= Leela Förderkreis E.V. and Others v. Germany =

European Court of Human Rights case

Leela Förderkreis e.V. and Others v. Germany (application No. 58911/00) was a case decided by the European Court of Human Rights in 2008.

==Facts==

The applicants were religious or meditation associations belonging to the Osho movement. As part of their public relations work, German federal agencies characterised these associations as a "sect", "youth sect", "youth religion" and "psycho-sect". The government issued several warnings about the sect using adjectives like "destructive" and "pseudo-religious" to describe them, and the accusation was raised that their members are manipulated. The applicants claimed the Government's informational campaign was an unjustified interference under Article 9 of the European Convention on Human Rights (freedom to exercise religion). The Federal Constitutional Court, after more than 11 years of consideration, decided that the use of the expressions "destructive", and "pseudo-religious" on the associations, and the allegation that they "manipulated their members", did not satisfy the requirements of constitutional law. However, it found that the Government was authorised to characterise the applicant associations' movement as a "sect", "youth religion", "youth sect" and "psycho-sect" and was allowed to provide the public with adequate information about it.

==Judgment==
The Court held that the length of the proceedings was excessive and failed to meet the "reasonable time" requirement. Therefore, it has found a breach of Article 6 § 1 of the European Convention on Human Rights (rights to fair trial), unanimously.

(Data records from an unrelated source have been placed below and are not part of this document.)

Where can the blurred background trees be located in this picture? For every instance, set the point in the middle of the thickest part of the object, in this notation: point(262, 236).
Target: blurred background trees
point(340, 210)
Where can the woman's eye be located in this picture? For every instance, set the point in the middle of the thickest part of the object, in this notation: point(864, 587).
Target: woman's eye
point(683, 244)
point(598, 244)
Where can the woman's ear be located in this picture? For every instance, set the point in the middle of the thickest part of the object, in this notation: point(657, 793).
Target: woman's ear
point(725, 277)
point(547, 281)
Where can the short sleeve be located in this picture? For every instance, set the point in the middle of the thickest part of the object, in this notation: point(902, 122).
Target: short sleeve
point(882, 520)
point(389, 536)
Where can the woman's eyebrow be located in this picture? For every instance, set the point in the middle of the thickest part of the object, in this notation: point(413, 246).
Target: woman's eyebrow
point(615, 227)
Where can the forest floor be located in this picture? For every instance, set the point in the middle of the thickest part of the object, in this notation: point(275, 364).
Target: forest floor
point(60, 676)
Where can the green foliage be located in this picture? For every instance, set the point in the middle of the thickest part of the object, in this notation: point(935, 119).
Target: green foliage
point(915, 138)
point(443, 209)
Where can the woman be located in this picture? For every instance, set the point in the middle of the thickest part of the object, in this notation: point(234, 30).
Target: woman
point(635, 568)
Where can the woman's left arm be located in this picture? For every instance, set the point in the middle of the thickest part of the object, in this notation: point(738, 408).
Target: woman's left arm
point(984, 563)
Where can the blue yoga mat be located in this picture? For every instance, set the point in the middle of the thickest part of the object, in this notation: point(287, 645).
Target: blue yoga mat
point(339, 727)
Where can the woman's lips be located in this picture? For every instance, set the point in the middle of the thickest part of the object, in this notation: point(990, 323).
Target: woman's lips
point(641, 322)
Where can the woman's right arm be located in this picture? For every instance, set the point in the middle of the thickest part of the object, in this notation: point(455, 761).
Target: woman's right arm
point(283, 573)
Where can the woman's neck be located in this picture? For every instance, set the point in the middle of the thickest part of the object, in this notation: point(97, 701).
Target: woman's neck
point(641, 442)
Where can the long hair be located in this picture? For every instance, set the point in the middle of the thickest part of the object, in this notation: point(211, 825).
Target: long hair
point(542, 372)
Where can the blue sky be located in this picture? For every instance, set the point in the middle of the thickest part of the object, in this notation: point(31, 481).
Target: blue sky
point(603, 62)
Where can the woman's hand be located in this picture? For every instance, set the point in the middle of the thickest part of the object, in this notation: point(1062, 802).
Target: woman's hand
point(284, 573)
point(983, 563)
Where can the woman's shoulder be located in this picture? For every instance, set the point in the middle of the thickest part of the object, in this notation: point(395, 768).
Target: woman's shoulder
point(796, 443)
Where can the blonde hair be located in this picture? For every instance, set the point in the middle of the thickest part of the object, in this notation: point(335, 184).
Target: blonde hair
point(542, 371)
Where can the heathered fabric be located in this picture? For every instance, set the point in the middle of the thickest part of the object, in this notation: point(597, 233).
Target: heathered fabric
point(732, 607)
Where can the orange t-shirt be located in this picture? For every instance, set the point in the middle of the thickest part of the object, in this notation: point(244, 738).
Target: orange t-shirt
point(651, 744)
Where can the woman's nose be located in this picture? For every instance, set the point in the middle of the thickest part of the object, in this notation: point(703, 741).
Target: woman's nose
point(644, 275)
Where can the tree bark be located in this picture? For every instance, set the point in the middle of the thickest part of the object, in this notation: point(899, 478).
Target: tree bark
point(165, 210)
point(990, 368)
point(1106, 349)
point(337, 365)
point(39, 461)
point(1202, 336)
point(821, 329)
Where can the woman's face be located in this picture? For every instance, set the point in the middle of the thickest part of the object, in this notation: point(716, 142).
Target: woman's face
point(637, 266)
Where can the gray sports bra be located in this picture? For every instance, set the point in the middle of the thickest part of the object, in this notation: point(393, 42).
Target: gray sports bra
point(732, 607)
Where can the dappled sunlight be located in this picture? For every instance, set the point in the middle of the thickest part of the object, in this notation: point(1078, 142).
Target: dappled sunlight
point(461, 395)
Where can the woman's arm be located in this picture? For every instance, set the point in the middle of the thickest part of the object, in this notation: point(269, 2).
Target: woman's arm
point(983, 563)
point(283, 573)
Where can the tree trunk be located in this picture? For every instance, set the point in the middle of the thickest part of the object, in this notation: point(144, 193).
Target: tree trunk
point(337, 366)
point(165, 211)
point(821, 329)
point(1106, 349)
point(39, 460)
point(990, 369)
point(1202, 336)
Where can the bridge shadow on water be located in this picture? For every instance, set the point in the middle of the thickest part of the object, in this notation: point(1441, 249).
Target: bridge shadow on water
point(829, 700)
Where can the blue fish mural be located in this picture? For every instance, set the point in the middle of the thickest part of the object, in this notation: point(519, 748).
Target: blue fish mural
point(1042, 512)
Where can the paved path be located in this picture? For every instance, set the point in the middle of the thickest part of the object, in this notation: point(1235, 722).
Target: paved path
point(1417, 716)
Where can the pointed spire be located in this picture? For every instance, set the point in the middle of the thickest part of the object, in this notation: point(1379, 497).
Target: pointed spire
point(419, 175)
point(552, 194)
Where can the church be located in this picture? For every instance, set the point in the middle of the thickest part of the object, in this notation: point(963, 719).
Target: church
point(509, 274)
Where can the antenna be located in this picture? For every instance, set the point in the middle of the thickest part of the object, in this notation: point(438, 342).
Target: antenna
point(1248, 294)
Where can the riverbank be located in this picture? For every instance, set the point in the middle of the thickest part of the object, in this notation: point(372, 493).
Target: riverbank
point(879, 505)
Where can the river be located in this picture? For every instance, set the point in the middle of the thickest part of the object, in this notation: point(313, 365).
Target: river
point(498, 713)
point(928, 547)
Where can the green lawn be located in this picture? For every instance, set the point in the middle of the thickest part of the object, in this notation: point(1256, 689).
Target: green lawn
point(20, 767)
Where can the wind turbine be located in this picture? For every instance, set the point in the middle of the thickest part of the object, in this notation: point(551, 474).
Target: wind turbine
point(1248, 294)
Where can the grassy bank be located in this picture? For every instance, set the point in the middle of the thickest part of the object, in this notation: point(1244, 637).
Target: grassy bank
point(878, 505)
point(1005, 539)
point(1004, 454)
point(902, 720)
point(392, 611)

Concerning allegations of violating Article 9 (freedom of thought, conscience and religion), the Court held that "the Government's statements as delimited by the Federal Constitutional Court, at least at the time they were made, did not entail overstepping the bounds of what a democratic State may regard as the public interest."

Two judges, Trajkovska and Kalaydjieva, filed partially dissenting opinions, considering that Article 9 was violated (Kalaydjieva saw also Article 14 as violated).